А своей для народа у всех перечисленных поэтов была образность, сугубо народный многовековой поэтический образный строй, который одни — Разоренов, Суриков, Кольцов, Рыскин — впитали с молоком матери, а другие — Мерзляков, Садовников, Некрасов — обрели чутьем и знаниями, но и те и другие соединили с профессиональной поэзией. То есть фактически они создавали все те же народные песни, только в более отточенных формах. И это получалось уже не сближение господского и народного — это стало первым истинным слиянием того и другого. Именно в песне. Ибо интеллигенция, господа любили и пели их так же, как народ. Это уже были песни всех.
Кстати, тогда же из самого народа пришли и стали общенациональными такие песни, как «Глухой неведомой тайгою», «Вот мчится тройка почтовая», «Далеко в стране иркутской», «Липа вековая». Тоже ведь потрясающие, но, как всегда, без авторов…
«НЕВСКИЙ ПРОСПЕКТ»
От Ясной Поляны до старого Киевского шоссе всего полверсты.
Пятьдесят лет прожил рядом Лев Николаевич Толстой. Уже был автором «Войны и мира» и «Анны Карениной» и вдруг повадился ходить на это шоссе. С апреля 1879 года чуть ли не каждое утро, после завтрака объявлял домашним, что отправляется на «Невский проспект» — так прозвал это шоссе, — или в «гранд монде», то есть в великосветское общество — и туда. К обеду чаще всего не возвращался, бывало, что и не ужинал, и появлялся совсем запоздно, весь в пыли и, страшно всегда довольный, сообщал, что встретил удивительного или удивительную и дошел с ними до Тулы.
По этому шоссе испокон века шли богомольцы, странники, калики перехожие, бродяги, нищие. В одну сторону — на Киев, в Оптину Пустынь, к Тихону Задонскому, в Палестину, в старый Иерусалим, в другую — в Москву, к Троице-Сергиевой лавре, на Соловки.
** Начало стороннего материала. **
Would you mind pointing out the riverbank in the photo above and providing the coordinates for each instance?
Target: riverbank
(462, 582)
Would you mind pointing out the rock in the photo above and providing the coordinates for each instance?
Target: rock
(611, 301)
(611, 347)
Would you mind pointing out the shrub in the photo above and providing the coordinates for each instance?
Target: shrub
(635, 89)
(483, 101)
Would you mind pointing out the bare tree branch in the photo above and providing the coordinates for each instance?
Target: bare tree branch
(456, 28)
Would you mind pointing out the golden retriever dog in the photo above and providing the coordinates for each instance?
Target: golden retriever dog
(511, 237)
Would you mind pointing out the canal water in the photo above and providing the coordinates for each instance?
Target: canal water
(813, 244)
Тропы обочь дороги были убиты до полной каменности. Шли постоянно, от света до света.
У русских ведь этот бродячий странничий дух в самой крови, всех нас всегда куда-то неудержимо влечет и тянет, всем нам иногда вдруг безумно хочется все бросить и уйти незнамо куда и идти и идти по нашим бесконечным дорогам, упиваясь нашими просторами и ожидая чего-то. Чего?
Истых богомольцев-паломников среди идущих было меньше всего, в основном именно чего-то ожидающие и ищущие. Толстой сразу их различал. Стоял у дороги или тоже шел и вглядывался. Кто заинтересовывал, с теми и заговаривал, расспрашивал. Люди и судьбы попадались захватывающие, редчайшие — с такими и доходил до Тулы. И все время вслушивался в речь каждого, в язык всего этого люда. И, приходя домой, именно по языку больше всего тогда и записывал: слова, обороты, целые диалоги.
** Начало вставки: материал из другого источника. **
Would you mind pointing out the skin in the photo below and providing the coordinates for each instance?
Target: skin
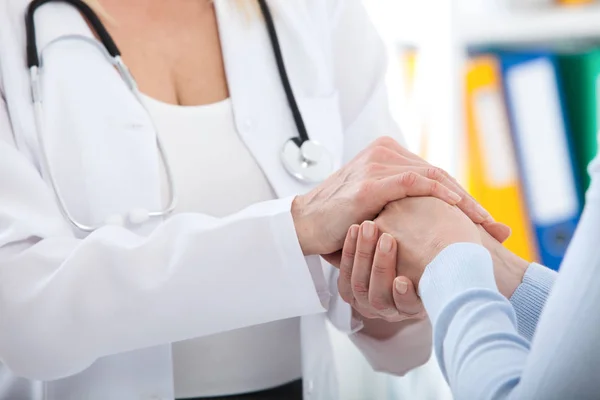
(155, 37)
(372, 271)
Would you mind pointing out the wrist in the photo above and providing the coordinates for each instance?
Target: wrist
(509, 270)
(302, 229)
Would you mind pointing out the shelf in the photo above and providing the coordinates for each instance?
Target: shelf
(532, 26)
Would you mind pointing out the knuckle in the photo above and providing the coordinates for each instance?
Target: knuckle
(364, 254)
(364, 191)
(346, 296)
(385, 141)
(373, 169)
(345, 275)
(380, 269)
(435, 173)
(409, 178)
(348, 254)
(379, 303)
(360, 288)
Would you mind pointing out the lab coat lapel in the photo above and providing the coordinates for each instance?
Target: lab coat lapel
(101, 146)
(264, 122)
(262, 114)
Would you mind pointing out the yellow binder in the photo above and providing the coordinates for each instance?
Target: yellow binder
(492, 175)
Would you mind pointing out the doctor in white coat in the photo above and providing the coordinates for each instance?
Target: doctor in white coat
(227, 295)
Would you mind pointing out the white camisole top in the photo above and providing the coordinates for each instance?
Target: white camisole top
(214, 173)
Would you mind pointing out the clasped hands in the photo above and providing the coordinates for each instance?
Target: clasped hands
(398, 198)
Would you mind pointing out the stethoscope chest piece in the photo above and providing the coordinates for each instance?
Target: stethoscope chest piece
(309, 162)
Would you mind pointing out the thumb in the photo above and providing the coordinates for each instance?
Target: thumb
(405, 297)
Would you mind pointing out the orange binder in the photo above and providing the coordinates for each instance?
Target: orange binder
(491, 172)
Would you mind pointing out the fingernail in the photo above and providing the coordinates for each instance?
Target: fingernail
(455, 197)
(368, 229)
(354, 231)
(385, 243)
(401, 286)
(484, 213)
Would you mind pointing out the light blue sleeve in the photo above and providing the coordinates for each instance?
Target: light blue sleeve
(476, 340)
(478, 347)
(530, 297)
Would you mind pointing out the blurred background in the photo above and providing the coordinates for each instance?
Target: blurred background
(504, 95)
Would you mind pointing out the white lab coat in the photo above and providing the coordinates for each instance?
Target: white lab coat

Болел тогда языком, тяжко мучился, считая, что русский литературный язык вовсе не русский, а какой-то испанский (так и писал — испанский!), ибо народ-то говорит совсем на другом. И на «Невский проспект» ходил учиться ему. Долго ходил.
Это уже после «Войны и мира»-то. После «Анны Карениной»!
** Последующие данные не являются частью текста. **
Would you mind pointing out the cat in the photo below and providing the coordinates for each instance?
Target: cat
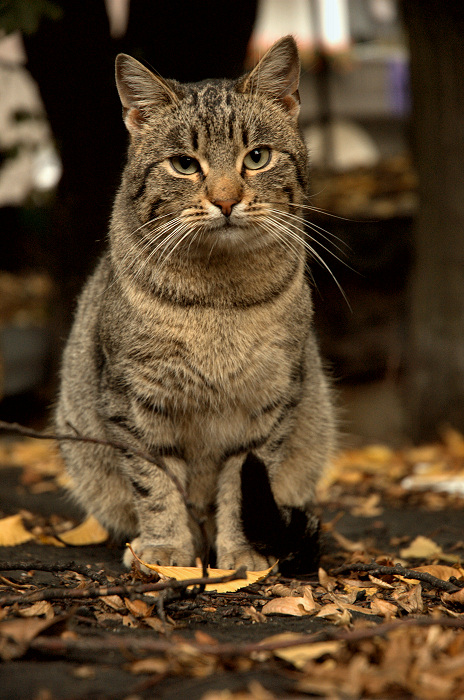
(193, 338)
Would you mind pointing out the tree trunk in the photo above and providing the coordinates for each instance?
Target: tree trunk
(435, 360)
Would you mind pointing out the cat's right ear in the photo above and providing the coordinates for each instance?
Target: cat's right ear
(140, 91)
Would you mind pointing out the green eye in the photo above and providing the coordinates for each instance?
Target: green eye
(185, 165)
(257, 158)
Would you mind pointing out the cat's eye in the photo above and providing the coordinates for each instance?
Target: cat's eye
(257, 158)
(185, 165)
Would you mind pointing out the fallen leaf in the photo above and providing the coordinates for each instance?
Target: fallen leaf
(299, 655)
(13, 532)
(378, 582)
(48, 539)
(250, 613)
(183, 573)
(84, 672)
(291, 605)
(411, 600)
(346, 544)
(421, 548)
(369, 507)
(383, 607)
(88, 532)
(113, 601)
(441, 571)
(456, 597)
(42, 607)
(15, 635)
(138, 608)
(326, 581)
(334, 614)
(151, 664)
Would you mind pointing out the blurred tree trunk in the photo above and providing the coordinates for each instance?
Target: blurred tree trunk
(435, 361)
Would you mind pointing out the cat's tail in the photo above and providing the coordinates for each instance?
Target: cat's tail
(289, 534)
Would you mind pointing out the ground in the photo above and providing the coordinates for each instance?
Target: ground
(349, 632)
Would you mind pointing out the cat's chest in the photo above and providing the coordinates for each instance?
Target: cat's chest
(211, 357)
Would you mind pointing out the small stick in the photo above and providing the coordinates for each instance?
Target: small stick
(60, 593)
(399, 570)
(57, 567)
(60, 645)
(152, 458)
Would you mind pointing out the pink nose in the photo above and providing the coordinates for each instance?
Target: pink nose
(225, 205)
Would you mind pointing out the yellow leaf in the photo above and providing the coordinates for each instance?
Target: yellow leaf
(49, 539)
(383, 607)
(183, 573)
(88, 532)
(334, 614)
(13, 532)
(113, 601)
(299, 655)
(456, 597)
(440, 571)
(138, 608)
(292, 605)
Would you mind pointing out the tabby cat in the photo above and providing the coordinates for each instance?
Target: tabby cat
(193, 339)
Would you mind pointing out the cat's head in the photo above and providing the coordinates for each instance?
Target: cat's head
(219, 164)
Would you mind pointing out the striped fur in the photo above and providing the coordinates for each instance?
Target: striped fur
(193, 337)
Тогда же вовсю штудировал творения протопопа Аввакума, делая из них многочисленные выписки.
«К другому языку и приемам (он же и случился народный) влекут мечты невольные…»
А когда прознал, что в столицах должен появиться Василий Петрович Щеголёнок, которого ему уже довелось однажды услышать в Москве, попросил знакомых непременно прислать его в Ясную Поляну.
Но оказалось, что того где-то перехватил Савва Иванович Мамонтов и увез к себе в Амбрамцево.
Рыбников и Гильфердинг, записи которого вышли после его кончины в 1873 году, сделали Рябинина и Щеголёнка известными всей действительно просвещенной России. Их пригласили в Петербург и Москву, и оба приезжали по отдельности, без конца выступали в частных домах, в художественных и научных обществах, и потрясенная совершенно неведомым ей дотоле искусством публика буквально рвала их друг у друга из рук, хотела слушать и слушать. Если бы сами не умотали в свои Середку и Боярщину, неизвестно, до чего бы и дошло, — так всех ошеломили-околдовали.
А Василий Петрович восвояси даже и пешочком утопал, от всякого транспорта отказался, заявив, что «своим ходом потеплее будет».
И вот снова объявился.
В Абрамцеве тоже, конечно, пел ежедневно. А еще художник Илья Ефимович Репин писал там с него красками портрет. Ему понравилось — как живой представлен. И другие разные художники, гости Мамонтова, списывали, но карандашами, не в красках. У всех был похож.